The practical steps to establish service by post under Section 29 (1) were outlined by Hetyey As J in the matter of Re Slodyczka & Farren Pty Ltd [2022] VSC 19 based on a two limbed test being the ‘deemed service limb’ and the ‘presumed time of service limb’:

The effect of the first limb of s 29(1) is that service of the statutory demand is deemed to be effected by the act of posting a statutory demand and accompanying affidavit by prepaid mail to a company’s registered office if the address on the envelope was the company’s registered office at the time when the letter was posted.

To establish service, and therefore enliven the presumption under s 29(1) of the [AIA], an applicant for a winding up order must prove the following matters either by way of direct evidence or by inference:

(a) the envelope bore the correct name and address;

(b) the envelope enclosed the relevant document to be served;

(c) the correct cost of postage was used to send the envelope; and

(d) the envelope was placed in the post.

In order to negate the statutory presumption of service, a defendant company must adduce admissible evidence to establish non-delivery of the demand.

In light of the above, it is important that Affidavits of Service of CSDs make reference to the above information, and adequate records and copies of the envelope and enclosed documents are always maintained.

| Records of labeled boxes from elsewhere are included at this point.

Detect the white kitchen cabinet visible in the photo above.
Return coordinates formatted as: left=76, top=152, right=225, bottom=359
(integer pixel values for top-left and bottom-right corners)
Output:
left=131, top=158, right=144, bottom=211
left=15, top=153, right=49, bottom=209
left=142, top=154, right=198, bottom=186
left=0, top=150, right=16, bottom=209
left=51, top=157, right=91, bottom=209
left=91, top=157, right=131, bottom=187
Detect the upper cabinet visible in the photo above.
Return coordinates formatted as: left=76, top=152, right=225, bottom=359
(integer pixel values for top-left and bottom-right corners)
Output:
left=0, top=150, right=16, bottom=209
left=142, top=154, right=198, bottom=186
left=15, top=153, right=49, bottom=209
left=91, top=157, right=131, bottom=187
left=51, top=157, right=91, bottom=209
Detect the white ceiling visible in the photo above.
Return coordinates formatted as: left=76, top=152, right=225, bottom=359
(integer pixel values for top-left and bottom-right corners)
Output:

A further distinction is mail returned as “refused” as opposed to “return to sender.” In the matter of Fodare, the evidence presented at the hearing indicated that the documents had actually reached the registered office, but were apparently “refused” and sent back. The Court Held that as the documents had come to the attention of the Company, this nevertheless constituted proper service on the company (see Dennis v Fodare Pty Ltd [2007] NSWSC 180).

Further, in Kornucopia, Sifris J went on to add: “it is a question of fact in each case whether the circumstances indicate that there has been non-delivery at the relevant place (as distinct from an unwillingness to receive the documents at the place where they were delivered or a failure for the documents to be brought to the attention of a particular person despite being delivered to that place) [(2019) [2019] FCA 988137 ACSR 411, 426 [56].

Requirement to Maintain Registered Address

It is a requirement under the Corporations Act 2001 for a company to maintain a registered office and notify ASIC of any changes within 28 days (see section 142, CA).

However, if it comes to the attention that service at the registered address is unlikely to come to the company’s attention, this may displace any presumption. In Mangravati, a process server acting for a Creditor was aware that the registered address of the Company was now a vacant block. The Court held in cases where there is knowledge that the address where the notice was served is “false” or “non-existent”, then service will not be effective (see Mangraviti Pty Ltd, Joe v Lumley Finance Ltd [2010] NSWSC 61, with qualifications).

For anyone that has conducted a search of ASIC recently, you may have come across a warning from ASIC on the extract itself indicating the address may no longer be valid. Often in the extract above the registered address, ASIC will insert a line that INFORMATION RECEIVED ADDRESS MAY BE INVALID DD/MM/YYYY or simply, ASIC MAIL RETURNED DD/MM/YYYY.

Given the above authorities, practitioners should carefully consider alternative modes of service to avoid the issues outlined above. Under Section 109X(1)(b) of the CA, personal service on the Directors is considered valid service on the Company.